Pierre Vallensant est de ceux qui osent entreprendre et innover malgré les difficultés. Après l’échec d’une association en Gaec avec un tiers, cinq ans après son installation, il reprend, en 2003, la ferme laitière de ses parents et celle de son oncle. Les deux structures sont vieillissantes : le parcellaire est très morcelé et le bâtiment est inadapté et mal situé. « Il a fallu faire un important travail de restructuration foncière pour rendre l’exploitation plus vivable », explique-t-il.

En douze ans, il arrive à doubler son quota laitier, pour atteindre 190 000 litres en 2015. Mais la conjoncture du lait et son impossibilité de créer un nouveau bâtiment, faute de pouvoir se délocaliser, le contraint à arrêter la production. Il se tourne alors vers l’élevage de génisses laitières prêtes à vêler. « Une façon de garder un pied dans la filière laitière, avec une production techniquement intéressante », précise l’agriculteur.

En parallèle, il consacre 1,5 ha de sa surface à la production de chanvre. « J’avais déjà songé à en implanter en 2006, pour l’utiliser dans la construction de ma maison comme matériau d’isolation. L’obtention de semences de chanvre étant très réglementée (1), ce projet n’a pas pu aboutir. Quand en 2013, j’ai appris que le syndicat mixte des Monts de la Madeleine souhaitait faire renaître cette culture dans le secteur, je me suis manifesté. Je ne regrette rien, se réjouit le producteur

De plus, le chanvre est une culture assez facile à conduire. Il se sème au mois de mai. Il ne requiert pas d’entretien ni de produits phytosanitaires. Il se comporte comme une plante étouffante et fait obstacle aux adventices. »

« Ecolo » et rentable

La récolte s’effectue fin septembre avec une moissonneuse batteuse classique. « Je lève la barre de coupe pour ne récolter que l’épi et éviter ainsi le bourrage de la machine. Je repasse ensuite dans la parcelle pour couper les tiges que je stocke à l’abri avant de les défibrer. »

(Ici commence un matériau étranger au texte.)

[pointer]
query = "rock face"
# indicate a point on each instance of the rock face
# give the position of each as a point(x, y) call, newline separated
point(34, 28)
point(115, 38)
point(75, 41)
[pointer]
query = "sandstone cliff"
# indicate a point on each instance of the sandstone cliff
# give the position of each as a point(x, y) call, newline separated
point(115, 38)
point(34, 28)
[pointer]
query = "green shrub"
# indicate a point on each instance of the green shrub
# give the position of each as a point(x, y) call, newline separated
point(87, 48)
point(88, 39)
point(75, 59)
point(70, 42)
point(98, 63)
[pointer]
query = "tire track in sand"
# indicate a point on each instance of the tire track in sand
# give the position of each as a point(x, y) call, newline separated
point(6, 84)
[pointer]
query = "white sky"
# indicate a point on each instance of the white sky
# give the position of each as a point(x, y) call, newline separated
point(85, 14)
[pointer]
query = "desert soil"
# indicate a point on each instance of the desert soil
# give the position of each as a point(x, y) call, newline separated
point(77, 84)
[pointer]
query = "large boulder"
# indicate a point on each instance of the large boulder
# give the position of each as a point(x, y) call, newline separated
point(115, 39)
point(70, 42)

Pierre utilise au mieux le potentiel de la plante. Les graines sont vendues pour la consommation humaine en sachet de 250 g ou transformées en farine ou en huile. Pour sa première année de production en 2015, près de 700 kg de graines ont été pressées, en prestation extérieure chez un voisin, pour une récolte de 120 litres d’huile. Embouteillée dans des flacons de 250 ml, l’huile est vendue 10 €. Tout est commercialisé en circuits courts dans différents magasins et sur des marchés de produits de terroir et de noël. « Dans la mesure où je vends en direct, cette culture se révèle avantageuse économiquement. De plus, c’est un produit qui plaît, je n’ai jamais de stock d’une année sur l’autre », se réjouit-il.

Cette année, Pierre a également valorisé les tiges. Les récoltes 2015 et 2016, soit près de 500 tonnes, ont été défibrées : « J’ai loué un outil spécifique auprès de mes voisins auvergnats qui permet de séparer la chènevotte de la laine. » La chènevotte est vendue 0,70 €/kg pour du paillage horticole ou de l’enduit. La laine, à 1,20 €/kg, est utilisée en vrac pour l’isolation des combles et des murs.

« Si j’avais vendu la paille chez un industriel spécialisé dans le défibrage du chanvre, elle m’aurait été payée 130 €/t, soit 4 000 € au total, auxquels j’aurai dû enlever les frais de transport. Avec la vente directe, je la valorise six fois mieux. Même si cela demande beaucoup de travail, ce n’est pas négligeable », avoue-t-il.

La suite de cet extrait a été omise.